Max_Pain :
Il problema secondo me non è il capitalismo nella sua accezione di proprietà privata, ma di eredità.
Così come non è la competizione, ma il fatto che non si parta tutti dalla stessa linea di partenza e non si garantisca la dignità a non è in grado o non voglia competere.
Stringendo al massimo e non potendo argomentare a sufficienza in un comento su tik tok, si potesse dividere la società in due, tra chi volesse competere e chi non volesse, uniformando l'istruzione e gestendo il tutto attraverso le varie eredita, si avrebbe un equilibrio tra avidità e dignità.

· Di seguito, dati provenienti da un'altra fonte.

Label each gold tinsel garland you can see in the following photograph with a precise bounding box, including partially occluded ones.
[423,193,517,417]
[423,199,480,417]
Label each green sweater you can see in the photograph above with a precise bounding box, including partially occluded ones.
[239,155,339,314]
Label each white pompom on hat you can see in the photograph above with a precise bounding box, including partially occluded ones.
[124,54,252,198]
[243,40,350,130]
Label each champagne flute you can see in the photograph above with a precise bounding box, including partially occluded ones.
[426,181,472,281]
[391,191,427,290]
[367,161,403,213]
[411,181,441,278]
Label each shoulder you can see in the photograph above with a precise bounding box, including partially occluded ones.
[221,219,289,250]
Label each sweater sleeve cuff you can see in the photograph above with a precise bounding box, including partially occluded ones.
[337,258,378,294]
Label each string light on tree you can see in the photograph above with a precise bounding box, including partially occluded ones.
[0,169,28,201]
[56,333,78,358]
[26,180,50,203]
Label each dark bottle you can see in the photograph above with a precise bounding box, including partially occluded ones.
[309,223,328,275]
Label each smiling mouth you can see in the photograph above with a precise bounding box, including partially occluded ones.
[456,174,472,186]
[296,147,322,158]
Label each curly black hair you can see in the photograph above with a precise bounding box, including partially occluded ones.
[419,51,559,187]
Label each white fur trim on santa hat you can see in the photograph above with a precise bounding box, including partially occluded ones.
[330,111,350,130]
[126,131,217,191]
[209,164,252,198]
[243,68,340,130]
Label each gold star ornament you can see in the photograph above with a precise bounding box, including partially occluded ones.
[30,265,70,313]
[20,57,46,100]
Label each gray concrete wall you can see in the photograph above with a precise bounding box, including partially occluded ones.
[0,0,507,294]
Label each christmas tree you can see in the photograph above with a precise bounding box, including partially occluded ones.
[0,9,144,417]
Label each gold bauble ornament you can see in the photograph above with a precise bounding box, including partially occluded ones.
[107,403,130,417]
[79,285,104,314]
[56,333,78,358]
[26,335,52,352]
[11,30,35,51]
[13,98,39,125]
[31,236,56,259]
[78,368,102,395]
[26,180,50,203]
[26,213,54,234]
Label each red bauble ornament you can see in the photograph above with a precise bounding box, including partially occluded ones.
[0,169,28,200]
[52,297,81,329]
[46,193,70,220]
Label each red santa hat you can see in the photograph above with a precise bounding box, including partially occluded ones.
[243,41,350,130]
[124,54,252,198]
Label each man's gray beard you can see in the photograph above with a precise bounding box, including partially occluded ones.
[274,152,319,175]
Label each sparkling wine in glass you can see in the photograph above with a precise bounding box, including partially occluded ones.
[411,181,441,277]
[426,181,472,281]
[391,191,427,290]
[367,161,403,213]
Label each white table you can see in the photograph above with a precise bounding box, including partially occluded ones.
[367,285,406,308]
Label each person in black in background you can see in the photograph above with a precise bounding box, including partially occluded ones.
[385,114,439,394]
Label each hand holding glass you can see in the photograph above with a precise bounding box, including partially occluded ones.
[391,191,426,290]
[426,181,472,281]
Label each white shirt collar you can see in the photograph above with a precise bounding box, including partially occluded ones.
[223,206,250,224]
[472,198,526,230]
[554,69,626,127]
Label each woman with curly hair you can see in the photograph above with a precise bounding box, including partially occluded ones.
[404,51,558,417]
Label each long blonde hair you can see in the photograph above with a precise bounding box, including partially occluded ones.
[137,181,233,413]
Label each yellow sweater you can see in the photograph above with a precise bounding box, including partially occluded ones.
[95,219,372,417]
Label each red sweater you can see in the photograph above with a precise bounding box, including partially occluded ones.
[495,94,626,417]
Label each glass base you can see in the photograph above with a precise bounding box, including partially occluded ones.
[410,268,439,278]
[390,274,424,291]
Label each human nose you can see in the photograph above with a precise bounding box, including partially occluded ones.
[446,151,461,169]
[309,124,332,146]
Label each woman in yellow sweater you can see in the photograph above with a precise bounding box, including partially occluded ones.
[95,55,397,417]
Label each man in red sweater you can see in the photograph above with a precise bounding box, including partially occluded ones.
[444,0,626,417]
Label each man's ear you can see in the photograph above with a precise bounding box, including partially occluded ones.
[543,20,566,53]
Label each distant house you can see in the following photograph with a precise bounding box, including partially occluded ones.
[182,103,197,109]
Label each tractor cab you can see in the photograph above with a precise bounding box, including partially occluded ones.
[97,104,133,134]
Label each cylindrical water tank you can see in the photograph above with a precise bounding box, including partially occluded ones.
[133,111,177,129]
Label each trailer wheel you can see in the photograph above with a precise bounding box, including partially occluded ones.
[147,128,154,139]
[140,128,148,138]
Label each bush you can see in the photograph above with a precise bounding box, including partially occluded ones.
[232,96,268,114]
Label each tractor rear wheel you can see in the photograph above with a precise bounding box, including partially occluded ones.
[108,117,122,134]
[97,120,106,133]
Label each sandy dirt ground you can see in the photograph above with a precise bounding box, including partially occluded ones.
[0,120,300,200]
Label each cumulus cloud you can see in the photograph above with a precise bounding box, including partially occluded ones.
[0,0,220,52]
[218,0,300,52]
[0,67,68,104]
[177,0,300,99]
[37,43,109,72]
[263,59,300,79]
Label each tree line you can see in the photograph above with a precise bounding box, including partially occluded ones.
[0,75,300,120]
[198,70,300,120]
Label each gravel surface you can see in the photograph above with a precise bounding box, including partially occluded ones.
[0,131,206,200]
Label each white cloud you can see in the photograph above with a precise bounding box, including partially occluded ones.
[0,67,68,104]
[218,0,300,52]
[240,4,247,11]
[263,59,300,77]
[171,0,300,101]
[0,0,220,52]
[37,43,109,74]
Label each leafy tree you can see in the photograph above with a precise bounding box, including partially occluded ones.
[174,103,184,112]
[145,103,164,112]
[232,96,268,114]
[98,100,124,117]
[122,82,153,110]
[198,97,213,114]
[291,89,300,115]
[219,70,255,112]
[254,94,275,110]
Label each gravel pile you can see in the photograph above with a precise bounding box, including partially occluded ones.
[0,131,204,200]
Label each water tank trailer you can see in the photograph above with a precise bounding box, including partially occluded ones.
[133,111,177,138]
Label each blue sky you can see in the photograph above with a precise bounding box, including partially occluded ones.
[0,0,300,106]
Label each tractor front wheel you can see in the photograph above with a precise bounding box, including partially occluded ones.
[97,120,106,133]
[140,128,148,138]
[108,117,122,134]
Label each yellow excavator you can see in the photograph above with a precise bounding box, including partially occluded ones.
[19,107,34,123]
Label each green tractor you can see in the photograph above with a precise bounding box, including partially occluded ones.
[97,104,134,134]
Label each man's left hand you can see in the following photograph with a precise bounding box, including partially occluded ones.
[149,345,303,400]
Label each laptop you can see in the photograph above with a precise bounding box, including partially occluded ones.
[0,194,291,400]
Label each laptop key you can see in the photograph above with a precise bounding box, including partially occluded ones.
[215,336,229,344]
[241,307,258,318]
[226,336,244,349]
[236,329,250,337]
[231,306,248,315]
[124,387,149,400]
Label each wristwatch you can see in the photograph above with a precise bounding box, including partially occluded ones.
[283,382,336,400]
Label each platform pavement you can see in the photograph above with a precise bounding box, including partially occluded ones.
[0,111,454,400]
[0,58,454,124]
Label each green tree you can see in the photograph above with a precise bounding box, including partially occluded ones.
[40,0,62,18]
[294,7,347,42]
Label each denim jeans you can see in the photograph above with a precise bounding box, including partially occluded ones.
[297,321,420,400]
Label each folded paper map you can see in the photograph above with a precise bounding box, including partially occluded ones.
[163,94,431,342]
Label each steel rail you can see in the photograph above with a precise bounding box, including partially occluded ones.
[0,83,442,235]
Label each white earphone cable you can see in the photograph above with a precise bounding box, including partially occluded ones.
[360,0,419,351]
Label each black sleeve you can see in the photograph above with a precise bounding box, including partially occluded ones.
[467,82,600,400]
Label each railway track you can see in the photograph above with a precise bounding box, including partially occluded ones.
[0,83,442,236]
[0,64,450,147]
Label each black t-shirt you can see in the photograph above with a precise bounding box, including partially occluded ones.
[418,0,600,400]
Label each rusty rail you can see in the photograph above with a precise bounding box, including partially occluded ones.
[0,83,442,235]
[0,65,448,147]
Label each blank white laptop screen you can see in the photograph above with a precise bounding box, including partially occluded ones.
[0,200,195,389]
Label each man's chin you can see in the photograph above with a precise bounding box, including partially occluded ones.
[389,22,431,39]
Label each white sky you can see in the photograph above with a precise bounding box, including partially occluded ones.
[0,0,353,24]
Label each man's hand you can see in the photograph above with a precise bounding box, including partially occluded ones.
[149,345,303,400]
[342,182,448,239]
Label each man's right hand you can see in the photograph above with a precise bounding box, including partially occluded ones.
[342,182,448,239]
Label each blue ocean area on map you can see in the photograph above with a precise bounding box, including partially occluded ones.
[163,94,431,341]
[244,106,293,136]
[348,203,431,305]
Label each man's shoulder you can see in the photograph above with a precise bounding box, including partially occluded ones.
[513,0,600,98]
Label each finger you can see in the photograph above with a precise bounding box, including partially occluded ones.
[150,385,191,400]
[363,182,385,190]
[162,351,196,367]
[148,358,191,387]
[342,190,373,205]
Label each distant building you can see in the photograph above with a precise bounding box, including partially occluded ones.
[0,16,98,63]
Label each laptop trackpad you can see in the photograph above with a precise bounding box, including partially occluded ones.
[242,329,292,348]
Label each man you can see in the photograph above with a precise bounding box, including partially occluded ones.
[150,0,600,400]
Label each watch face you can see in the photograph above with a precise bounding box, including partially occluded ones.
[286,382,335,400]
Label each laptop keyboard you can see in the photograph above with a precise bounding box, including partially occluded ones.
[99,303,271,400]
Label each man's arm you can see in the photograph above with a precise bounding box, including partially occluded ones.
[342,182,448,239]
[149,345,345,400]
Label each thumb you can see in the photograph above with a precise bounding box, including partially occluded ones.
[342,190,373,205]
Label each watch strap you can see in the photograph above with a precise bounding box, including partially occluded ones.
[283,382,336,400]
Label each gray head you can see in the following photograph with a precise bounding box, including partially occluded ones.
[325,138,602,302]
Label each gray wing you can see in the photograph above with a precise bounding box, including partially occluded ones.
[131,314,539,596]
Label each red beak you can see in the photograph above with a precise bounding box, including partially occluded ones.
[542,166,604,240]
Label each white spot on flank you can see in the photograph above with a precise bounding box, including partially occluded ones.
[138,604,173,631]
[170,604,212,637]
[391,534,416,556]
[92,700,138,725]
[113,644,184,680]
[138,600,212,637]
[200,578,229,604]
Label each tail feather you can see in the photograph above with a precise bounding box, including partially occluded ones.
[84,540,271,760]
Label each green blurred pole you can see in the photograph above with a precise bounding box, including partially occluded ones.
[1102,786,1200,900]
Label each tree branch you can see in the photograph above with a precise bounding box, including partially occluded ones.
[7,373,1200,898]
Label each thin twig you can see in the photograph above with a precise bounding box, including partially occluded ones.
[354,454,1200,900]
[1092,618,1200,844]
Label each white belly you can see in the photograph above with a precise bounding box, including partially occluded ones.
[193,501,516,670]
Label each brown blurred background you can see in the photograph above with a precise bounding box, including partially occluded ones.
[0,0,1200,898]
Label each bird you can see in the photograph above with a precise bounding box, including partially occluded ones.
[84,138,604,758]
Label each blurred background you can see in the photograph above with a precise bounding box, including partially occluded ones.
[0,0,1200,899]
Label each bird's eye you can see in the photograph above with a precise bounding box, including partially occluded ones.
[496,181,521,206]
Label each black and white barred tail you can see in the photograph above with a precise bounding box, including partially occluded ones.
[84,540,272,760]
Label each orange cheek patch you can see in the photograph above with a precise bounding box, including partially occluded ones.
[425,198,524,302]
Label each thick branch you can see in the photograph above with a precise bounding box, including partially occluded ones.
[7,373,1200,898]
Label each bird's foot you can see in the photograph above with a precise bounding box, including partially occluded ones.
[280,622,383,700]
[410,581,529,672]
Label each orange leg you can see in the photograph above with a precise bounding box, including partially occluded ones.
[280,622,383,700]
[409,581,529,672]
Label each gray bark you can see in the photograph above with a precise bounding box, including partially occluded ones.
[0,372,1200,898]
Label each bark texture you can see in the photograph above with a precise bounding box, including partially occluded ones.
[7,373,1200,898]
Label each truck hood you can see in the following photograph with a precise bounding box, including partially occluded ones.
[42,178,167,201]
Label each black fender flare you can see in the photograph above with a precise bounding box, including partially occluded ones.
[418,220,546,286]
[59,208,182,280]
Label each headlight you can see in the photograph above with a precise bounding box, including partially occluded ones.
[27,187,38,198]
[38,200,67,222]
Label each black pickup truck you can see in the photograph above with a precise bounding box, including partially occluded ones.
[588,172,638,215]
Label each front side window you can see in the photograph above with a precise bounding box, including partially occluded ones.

Se chi non volesse competere non si dovesse preoccupare di un tetto sulla testa, comprare da mangiare, curarsi e spostarsi a piacimento, la dignità gli verrebbe garantita, poco importa che ci siano persone più capaci, forti, intelligenti etc etc che abbiano di più se la linea di partenza fosse la stessa per tutti.
Si può arrivare ad una concezione simile attraverso un processo democratico? No.
Così come prendendo per vero quello che dice Pollock faccio fatica a chiamarlo democrazia, perché di fatto è un oligarchia.
Oligarchia che si mantiene attraverso il sistema ereditario.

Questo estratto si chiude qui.